HPV types 6 and 11 are considered low risk for the development of pre-cancerous lesions in the genital tract; however, patients with RRP may develop bronchopulmonary carcinoma when infected by these virus types, especially when they are associated with any of the following potential cofactors: (i) radiation; (ii) immunosuppression; (iii) chemotherapy; (iv) multiple recurrences; and (v) smoking and/or alcohol addiction.4 HPV types 6 and 11 are found in more than 95% of JORRP cases; HPV 11 alone in 47% while other genotypes, namely 16, 31, 33, 35, and 39, account for less than 5%.11 Our patient had multiple recurrences as the only cofactor for developing the carcinoma.

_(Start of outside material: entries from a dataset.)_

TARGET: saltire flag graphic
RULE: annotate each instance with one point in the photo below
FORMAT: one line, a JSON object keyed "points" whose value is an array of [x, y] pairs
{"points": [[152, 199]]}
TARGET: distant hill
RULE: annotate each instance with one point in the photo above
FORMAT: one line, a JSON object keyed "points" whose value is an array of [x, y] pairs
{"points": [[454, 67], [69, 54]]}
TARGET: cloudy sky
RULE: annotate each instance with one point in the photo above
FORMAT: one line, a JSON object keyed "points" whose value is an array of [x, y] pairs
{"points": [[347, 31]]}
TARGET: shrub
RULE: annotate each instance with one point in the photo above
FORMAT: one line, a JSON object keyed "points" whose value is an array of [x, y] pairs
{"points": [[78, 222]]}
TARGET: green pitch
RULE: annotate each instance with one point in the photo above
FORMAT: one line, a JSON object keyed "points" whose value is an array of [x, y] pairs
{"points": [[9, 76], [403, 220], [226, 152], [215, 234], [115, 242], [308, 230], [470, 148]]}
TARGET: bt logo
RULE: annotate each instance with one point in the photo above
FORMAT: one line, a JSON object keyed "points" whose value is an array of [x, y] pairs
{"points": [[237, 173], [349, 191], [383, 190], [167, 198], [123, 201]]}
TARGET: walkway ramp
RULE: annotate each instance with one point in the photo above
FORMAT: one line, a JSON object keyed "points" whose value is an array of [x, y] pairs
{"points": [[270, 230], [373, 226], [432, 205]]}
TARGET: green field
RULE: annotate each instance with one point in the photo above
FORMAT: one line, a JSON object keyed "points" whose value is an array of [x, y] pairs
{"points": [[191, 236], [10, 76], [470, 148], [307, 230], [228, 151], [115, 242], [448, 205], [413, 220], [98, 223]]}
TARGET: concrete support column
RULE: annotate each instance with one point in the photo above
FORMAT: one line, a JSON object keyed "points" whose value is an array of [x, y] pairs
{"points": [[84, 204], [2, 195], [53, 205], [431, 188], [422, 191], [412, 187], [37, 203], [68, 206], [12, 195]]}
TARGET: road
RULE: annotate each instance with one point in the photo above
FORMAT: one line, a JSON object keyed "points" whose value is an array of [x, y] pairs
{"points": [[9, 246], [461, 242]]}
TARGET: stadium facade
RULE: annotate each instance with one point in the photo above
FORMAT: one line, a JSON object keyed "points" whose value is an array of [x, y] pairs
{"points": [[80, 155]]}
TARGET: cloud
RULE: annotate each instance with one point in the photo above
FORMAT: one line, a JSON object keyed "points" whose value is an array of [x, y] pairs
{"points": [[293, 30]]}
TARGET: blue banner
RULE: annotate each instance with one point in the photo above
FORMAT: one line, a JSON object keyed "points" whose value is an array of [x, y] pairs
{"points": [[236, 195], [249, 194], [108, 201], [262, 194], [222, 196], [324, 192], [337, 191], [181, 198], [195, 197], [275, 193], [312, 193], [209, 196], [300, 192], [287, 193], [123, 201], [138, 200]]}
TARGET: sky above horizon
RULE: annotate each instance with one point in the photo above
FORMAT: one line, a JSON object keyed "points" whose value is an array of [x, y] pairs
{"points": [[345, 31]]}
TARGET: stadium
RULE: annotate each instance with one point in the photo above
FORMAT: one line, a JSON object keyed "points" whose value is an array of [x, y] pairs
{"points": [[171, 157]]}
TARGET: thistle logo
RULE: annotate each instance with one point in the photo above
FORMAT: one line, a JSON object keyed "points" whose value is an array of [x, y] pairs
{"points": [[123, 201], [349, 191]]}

It has been reported that patients with JORRP infected by HPV 11 experience a more rapid and aggressive disease progression than those infected by HPV 6. HPV 11 is more associated with squamous cell carcinoma, with invasion of the lungs and other sites. Patients affected by HPV-11-related papillomatosis are younger, have a longer period of disease activity, require more surgical procedures, have more laryngeal spread, and are less likely to enter remission. These data suggest that HPV 11 can play an important role in the carcinogenesis of the larynx and the respiratory tract, particularly in patients with JORRP.9,10,12,14,22,23

In the study of the final biopsy and the post-mortem examination samples of our patient, we found—by reverse hybridization and PCR—HPV 11 infected lesions. These findings are consistent with those encountered in the literature data review.

CONCLUSION

JORRP’s aggressiveness is related to three strong risk factors: (i) age at diagnosis; (ii) type 11 HPV; and (iii) multiple resections. Ultimately, JORRP can be fatal as a result of acute airway obstruction due to pulmonary spread or malignant degeneration of the papillomatous lesions.

Footnotes

How to cite: Mitsumoto GL, Del Carlo Bernardi F, Paes JF, Villa LL, Mello B, Pozzan G. Juvenile-onset recurrent respiratory papillomatosis with pulmonary involvement and carcinomatous transformation. Autops Case Report [Internet]. 2018;8(3):e2018035. http://dx.doi.org/10.4322/acr.2018.035

This manuscript is in accordance with the institutional ethics committee from Irmandade da Santa Casa de Misericordia de Sao Paulo’s requirements and was approved for publication (process number 001/2018).